(.....)
>Yes, the relational order of convection cells is something we, as
>observers, perceive and describe. Without our role as conscious agents,
>they would have no meaning. But that's true of ALL the properties of the
>fluid, not just the rotation of the cells. I think it would be stretching
>credulity to claim that this relational property ONLY exists in virtue of
>our cognition. Certainly objective, physical measurement procedures are
>available, in the form of instruments which extend our senses, if not
>replace them (this is "weak objectivity" in the sense of consensual theory
>construction).
>
Unfortunately I am not acquainted with Benard cells, but I understand your
point (I think). But does that mean these relations really exist as do the
primitives between which they are relations? Of course relations can be
recognized and even measured by sophisticated tools. But the designs of
these tools are precisely the functional equivalents of our own
constructive perceptual activities! That is: the primitives between which a
relation is constructed (and measured) are taken to really exist, and their
relation is taken as a man-made construct. However, as soon as this
relation has been established and recognized, it may be treated as really
existing (e.g. as measured by a smart instrument), and it may in its turn
become a new primitive for an even more sophisticated relation.
Thus, a hierarchy is possible of relations and primitives: a relation is
dealt with as a new primitive for the next higher level, and a primitive is
dealt with as a relation for the primitives at the next lower level.

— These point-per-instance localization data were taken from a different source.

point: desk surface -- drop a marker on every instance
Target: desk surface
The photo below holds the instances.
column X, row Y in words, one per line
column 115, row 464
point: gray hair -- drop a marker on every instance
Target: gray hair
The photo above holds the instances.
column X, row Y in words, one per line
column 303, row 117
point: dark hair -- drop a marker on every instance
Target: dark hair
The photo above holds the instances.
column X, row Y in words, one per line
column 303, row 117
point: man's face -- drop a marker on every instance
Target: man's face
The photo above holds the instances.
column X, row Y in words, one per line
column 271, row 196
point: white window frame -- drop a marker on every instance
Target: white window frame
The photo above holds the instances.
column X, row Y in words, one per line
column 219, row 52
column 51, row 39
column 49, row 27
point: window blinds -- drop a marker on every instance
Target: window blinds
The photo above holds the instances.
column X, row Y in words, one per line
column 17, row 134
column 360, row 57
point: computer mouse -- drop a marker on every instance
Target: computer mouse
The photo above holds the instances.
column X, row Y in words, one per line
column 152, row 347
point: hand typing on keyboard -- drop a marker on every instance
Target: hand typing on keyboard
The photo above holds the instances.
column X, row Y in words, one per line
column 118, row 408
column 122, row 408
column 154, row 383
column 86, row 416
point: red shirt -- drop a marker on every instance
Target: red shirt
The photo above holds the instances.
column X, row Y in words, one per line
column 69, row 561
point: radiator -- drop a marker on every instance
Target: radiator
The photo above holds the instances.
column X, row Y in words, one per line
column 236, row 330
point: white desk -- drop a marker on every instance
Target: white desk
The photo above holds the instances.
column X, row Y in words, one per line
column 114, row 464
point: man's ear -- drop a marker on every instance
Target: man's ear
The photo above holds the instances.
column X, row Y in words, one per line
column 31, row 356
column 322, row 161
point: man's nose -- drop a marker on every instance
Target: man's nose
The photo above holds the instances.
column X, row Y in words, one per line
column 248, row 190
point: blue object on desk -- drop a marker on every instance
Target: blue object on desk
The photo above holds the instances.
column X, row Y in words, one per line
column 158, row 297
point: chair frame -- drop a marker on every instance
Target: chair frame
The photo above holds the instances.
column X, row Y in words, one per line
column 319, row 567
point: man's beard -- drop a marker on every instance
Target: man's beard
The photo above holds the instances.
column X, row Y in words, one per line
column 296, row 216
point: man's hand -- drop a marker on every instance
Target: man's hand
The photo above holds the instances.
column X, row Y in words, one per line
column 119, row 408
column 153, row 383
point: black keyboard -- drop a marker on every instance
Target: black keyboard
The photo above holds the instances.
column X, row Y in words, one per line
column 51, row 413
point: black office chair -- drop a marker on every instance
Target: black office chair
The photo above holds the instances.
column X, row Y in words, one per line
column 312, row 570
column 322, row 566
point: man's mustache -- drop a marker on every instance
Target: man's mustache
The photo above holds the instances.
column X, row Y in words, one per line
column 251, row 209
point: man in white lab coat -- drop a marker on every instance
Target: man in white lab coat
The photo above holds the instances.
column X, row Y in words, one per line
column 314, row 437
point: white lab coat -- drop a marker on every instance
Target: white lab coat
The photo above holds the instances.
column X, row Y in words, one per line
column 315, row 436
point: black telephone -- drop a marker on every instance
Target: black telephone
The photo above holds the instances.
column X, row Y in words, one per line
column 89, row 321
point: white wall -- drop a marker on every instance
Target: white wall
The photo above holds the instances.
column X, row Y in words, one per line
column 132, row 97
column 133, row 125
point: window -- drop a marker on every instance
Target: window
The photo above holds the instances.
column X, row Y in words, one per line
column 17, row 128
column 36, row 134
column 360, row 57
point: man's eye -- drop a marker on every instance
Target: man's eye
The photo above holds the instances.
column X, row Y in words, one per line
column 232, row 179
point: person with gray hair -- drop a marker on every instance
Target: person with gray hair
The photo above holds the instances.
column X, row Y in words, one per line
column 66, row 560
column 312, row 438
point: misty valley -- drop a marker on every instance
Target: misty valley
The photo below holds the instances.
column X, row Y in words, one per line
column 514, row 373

However, when a heterarchy is at stake, it is no longer possible to
distinguish between primitives and relations, and the nominalist game of
(really existing) primitives and (constructed/assigned) relations breaks
down. In a relational model of an organism, for example, at one and the
same moment a term may be a) a relation between two other terms, and b) a
primitive term; cf. Rosen's treatment of mappings and sets. Here a realist
versus nominalist debate is no longer relevant, because the observer is no
longer the only subject in the room.
What about the idea that the question of the ontological status of
relations in a complex system (of which a relational model could be made)
is equivalent to question of the system's capacity to generate sense? To my
understanding, this is where second order cybernetics touches the old
phenomenologist stuff (especially Merleau-Ponty's "Visible and Invisible").